Mutations

PSEN1 A431E (Jalisco)

Overview

Pathogenicity: Alzheimer's Disease : Pathogenic, Spastic Paraparesis : Pathogenic
Clinical Phenotype: Alzheimer's Disease
Reference Assembly: GRCh37 (105)
Position: Chr14:73685885 C>A
dbSNP ID: rs63750083
Coding/Non-Coding: Coding
Mutation Type: Point, Missense
Codon Change: GCA to GAA
Reference Isoform: PSEN1 isoform 1 (467 aa)
Genomic Region: Exon 12

Findings

This mutation was first published in five individuals with Alzheimer’s disease in a large genetic screen. Clinical details and family history information were not reported (Rogaeva et al., 2001).

This mutation was found in numerous families with ancestry tracing to the state of Jalisco in Western Mexico and may be one of the most prominent AD mutations in people with Mexican heritage. Of 13 Mexican families affected by autosomal-dominant AD, nine were shown to carry the A431E mutation. Within these nine families, 13 individuals were clinically diagnosed with AD. The disease was transmitted in an autosomal-dominant manner. Haplotype analysis suggested that these individuals share a common ancestor, demonstrating a founder effect (Yescas et al., 2006).

An additional 20 patients from 15 putatively unrelated families were also reported to carry the A431E mutation (Murrell et al., 2006). The 15 families were from Guadalajara (two), Chicago (one), and Southern California (12). All but one of the families could trace their ancestry to Jalisco. The remaining A431E proband was from Arizona and identified as non-Hispanic Caucasian. Haplotype analysis showed that all A431E mutation carriers in this study descended from a common ancestor.

This mutation was also identified in a 46-year-old man clinically diagnosed with AD who had a family history consistent with AD. His father was from Jalisco and had died at the age of 32 from an accident. This proband is unusual in that he also carried a second missense mutation in presenilin-1, T354I. It is likely that the Jalisco mutation accounts for the disease in this individual; however, the significance of the T354I mutation is unclear and may be benign (Lee et al., 2006).

The average age of onset in these families was about 40 years of age, ranging from about 33 to 44. In addition to cognitive changes, especially memory problems, some individuals showed prominent depression and personality changes. Motor symptoms, such as spastic paraplegia, myoclonus, and pyramidal rigidity, were also noted among some. At least one proband had a history of partial seizures 20 years before the onset of AD symptoms (Yescas et al., 2006; Murrell et al., 2006). Psychological changes, and especially depression, may occur early in mutation carriers. In a study of 33 young Mexican women (average age about 31), mutation carriers (who were unaware of mutation status) were likelier to exhibit symptoms of depression than non-mutation carriers, and twice as likely to have sought psychiatric help (Ringman et al., 2004).

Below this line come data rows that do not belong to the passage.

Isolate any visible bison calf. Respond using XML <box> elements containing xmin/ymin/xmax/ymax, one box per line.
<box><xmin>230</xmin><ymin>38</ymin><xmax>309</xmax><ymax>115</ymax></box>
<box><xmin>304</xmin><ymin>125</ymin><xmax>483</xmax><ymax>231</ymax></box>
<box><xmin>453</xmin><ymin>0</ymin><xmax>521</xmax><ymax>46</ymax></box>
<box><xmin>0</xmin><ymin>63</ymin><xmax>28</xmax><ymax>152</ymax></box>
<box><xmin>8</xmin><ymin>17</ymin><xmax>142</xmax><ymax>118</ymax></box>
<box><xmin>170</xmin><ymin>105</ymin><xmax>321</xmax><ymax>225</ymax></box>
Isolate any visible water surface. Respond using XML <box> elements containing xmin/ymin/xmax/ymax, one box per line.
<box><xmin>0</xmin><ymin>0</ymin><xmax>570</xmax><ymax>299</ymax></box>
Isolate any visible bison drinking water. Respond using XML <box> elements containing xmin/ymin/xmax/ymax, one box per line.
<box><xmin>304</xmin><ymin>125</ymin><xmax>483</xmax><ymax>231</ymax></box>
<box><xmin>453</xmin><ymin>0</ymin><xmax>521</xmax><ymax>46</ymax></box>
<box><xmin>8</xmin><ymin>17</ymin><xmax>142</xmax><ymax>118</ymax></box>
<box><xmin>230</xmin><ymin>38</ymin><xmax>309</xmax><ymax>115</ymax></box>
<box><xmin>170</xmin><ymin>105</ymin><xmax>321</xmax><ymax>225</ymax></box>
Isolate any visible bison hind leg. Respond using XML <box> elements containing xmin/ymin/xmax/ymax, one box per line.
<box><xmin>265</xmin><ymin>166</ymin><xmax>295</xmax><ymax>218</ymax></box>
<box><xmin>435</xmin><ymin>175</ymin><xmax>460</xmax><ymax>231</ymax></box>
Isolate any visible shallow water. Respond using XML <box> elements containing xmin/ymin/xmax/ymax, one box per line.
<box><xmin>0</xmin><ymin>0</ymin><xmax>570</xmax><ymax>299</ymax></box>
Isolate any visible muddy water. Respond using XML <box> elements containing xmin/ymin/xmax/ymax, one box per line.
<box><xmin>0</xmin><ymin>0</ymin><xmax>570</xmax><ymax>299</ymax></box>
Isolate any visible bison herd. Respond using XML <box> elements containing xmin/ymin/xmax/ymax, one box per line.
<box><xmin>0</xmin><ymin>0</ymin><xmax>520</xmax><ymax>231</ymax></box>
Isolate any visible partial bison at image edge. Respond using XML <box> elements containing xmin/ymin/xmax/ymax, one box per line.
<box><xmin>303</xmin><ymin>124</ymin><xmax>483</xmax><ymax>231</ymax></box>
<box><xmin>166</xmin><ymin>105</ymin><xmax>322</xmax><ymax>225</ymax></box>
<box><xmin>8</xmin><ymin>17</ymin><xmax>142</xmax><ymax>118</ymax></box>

Homozygosity for this mutation was reported in a 35- year-old man with childhood learning disability and onset of progressive cognitive deficits leading to dementia at age 33 (Parker et al., 2019). The patient suffered from chronic night-time behavioral disturbance, possibly REM behavior disorder, as well as spastic paraparesis and pseudobulbar affect, a condition characterized by episodes of sudden uncontrollable laughing or crying.

Neuropathology

At least five autopsied cases confirmed the diagnosis of AD (Murrell et al., 2006). Brain imaging showed mutation carriers were affected by cortical and subcortical atrophy (Yescas et al., 2006). In three carriers of the mutation with spastic paraparesis, widespread white-matter abnormalities were observed in the corpus callosum, occipital, parietal, and frontal lobes (Soosman et al., 2016). Consistent with this alteration, in one of the individuals, electrophysiological measurements revealed slowed motor and sensory conduction in the lower extremities. PiB-PET imaging, however, showed low amyloid burden in sensorimotor cortex.

In a homozygous individual, MRI revealed a high level of cerebral atrophy. Also, chronic microhemorrhages were seen in occipital, temporal, and right frontal lobes (Parker et al., 2019).

Biological Effect

This mutation is associated with increased levels of Aβ42 in the plasma of presymptomatic individuals. In the cerebrospinal fluid, it is associated with a decline in Aβ42 levels and a reduced Aβ42/Aβ40 ratio (Ringman et al., 2008; Ringman et al., 2012). Further biomarker analysis suggested A431E mutation carriers may have lower CSF levels of Aβ37, Aβ38, and Aβ39, suggesting the mutation may modulate γ-secretase cleavage (Portelius et al., 2010). In vitro experiments using APP-C99 as a substrate indicated the mutation reduces both Aβ40 and Aβ42 production, but the effect is stronger for Aβ40 (Sun et al., 2017). Moreover, in silico analysis predicts a possibly damaging effect of the mutation (Yescas et al., 2006).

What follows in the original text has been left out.